This is the second part of a series of blogposts from our engagement with the 62nd Commission on the Status of Women (#CSW62) taking place at the UN headquarters in New York City. Read the first part here.
Statements from groups of member states on the first day of #CSW62 made visible the dichotomy between the perceived realities and lived realities of women and girls living in rural areas. Some key reflections:
All of the statements expressed deep interest and commitment to the plight of women and girls living in the rural areas and highlighted the great inequities this group faces with regards access to education, health, technology, economic participation. Lesser interrogations and thought has been given to what indeed is causing these inequities and inequalities. The theme seems to define the premises of the statement that geography is the fundamental cause.

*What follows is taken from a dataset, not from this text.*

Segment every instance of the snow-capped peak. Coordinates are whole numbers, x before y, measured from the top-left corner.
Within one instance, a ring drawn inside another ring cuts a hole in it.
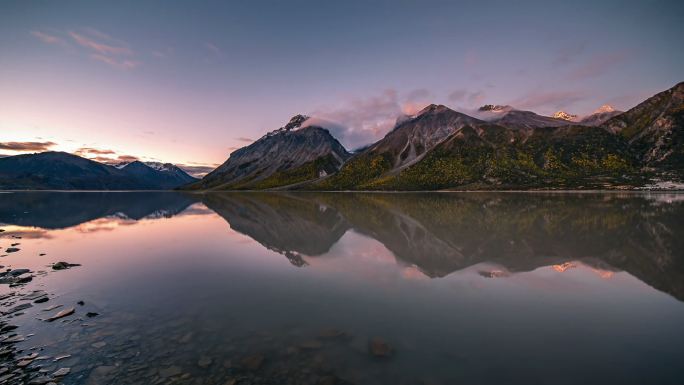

Such premises do not allow for us to look closely and analyse in depth neoliberal policies at work in all of our countries: where subsidies are cut for rural and marginalised groups in agriculture; where development funding for the social sector especially expansion of health and education services fairly and uniformly across different areas; where governments have in turn privatised such social services and the private sector is not motivated to go to unprofitable areas. Can change actually occur for women and girls living in rural areas if neoliberal approaches to development are to be pursued by governments? One can and indeed should change laws on land inheritance for women and girls, but there should also be subsidies and incentives for women farmers to work the lands. Girls from rural areas should also be able to access quality education but their families should not be expected to go into debt in order for them to procure this education. Illness and poor health disable women and girls from fulfilling their fullest potential – and services must be accessible to them either free or at the lowest possible cost. There was little interrogation of whether current development policies actually widened the gulf between the urban and rural, and this in turn affected deeply women and girls living in rural areas.
The easy division of urban vs rural masks the intersecting marginalisation that women and girls living in rural areas face. These include ethnicity, religion, caste, class, indigenous and migrant status which further exacerbates these inequities.
The second flaw was the lack of recognition of gender power imbalances within families and communities in rural areas. It is not only about a lack of nutrition, but also that unequal consumption of nutritious food by girls and women within those families. In Asia, women and girls eat last, eat least, and eat less nutritious food. Hence to correct nutritional deficiencies there need to be both nutrition programmes AND education and awareness on equal right to food for girls and women. While practices such as FGM and early age marriage were touched on as occurring in larger numbers in rural areas, there was little on addressing the gender norms that perpetuate these practices. Both gender and geography need be addressed simultaneously if we are seeking solutions.
The third flaw was that women and girls were framed as ‘productive’ beings, and from that flowed their needs of education, technology, land, resources – but also women are ‘reproductive’ beings and these needs were much lesser talked about. Disproportionate maternal mortality rates, lesser access to a range of modern contraceptive methods, little or no access to safe abortion services, preventive screening for reproductive cancers – this were all missing from many statements. Despite the fact that all women and girls in the rural areas were perceived fulfilling a heteronormative frame.
Which brings me to the last and final flaw, the sexuality of women and girls living in rural areas was a topic that was never even brought up. That women and girls living in rural areas (like all women and girls) have relationships, have sex, experiment with their sexuality, and are diverse and include lesbians, transgender and intersex people were completely blacked out. Shockingly, even the ministerial roundtables on access to education didn’t bring up the topic of comprehensive sexuality education, which would enable girls’ and boys’ agency to speak up against proposed early age marriages, understand and manage the consequences of sex, negotiate boundaries and prevent violence, and have more equal, respectful relationships. Beijing reiterates strongly in Para 96: The human rights of women include their right to have control over and decide freely and responsibly on matters related to their sexuality, and this frame would have helped greatly to nuance the lives and loves of women and girls living in rural areas.